In this case, the system is the Catholic hierarchy; those who took it on, an improbable assortment of lawyers, priests, and abuse survivors. D’Antonio shows the latter struggling through their own personal problems to achieve some measure of justice for the victims. At center stage is Jeffrey Anderson, the Minneapolis lawyer whose out-of-control lifestyle was exceeded only by his determination to hold Catholic bishops’ feet to the fire. His personal redemption helps frame the story.
Apologists for the hierarchy’s response to the scandal like to claim three things: that bishops handled accusations no differently than the heads of other organizations; that priests have, if anything, been less guilty of the sexual abuse of children than others entrusted with their care; and that the Church is now doing a better job of protecting children than any other institution.
These claims are all problematic, but leaving the problems aside for now, they avoid the elephant in the living room.

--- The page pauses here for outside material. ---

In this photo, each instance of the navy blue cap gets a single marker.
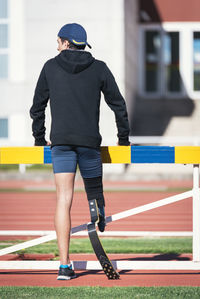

When a serious sexual abuse case comes to light at a secular institution like Penn State, the heads that roll include the iconic football coach and the president of the university. When a bishop like Robert Finn of Kansas City is convicted in civil court of failing to report a case of abuse, his bishops conference says not a word, and his superior in Rome does not a thing.
At Trinity, D’Antonio was asked when he thought the Church would be able to put the abuse scandal behind it. Not, he said, until the system demonstrates the capacity to punish bishops who participated in covering it up.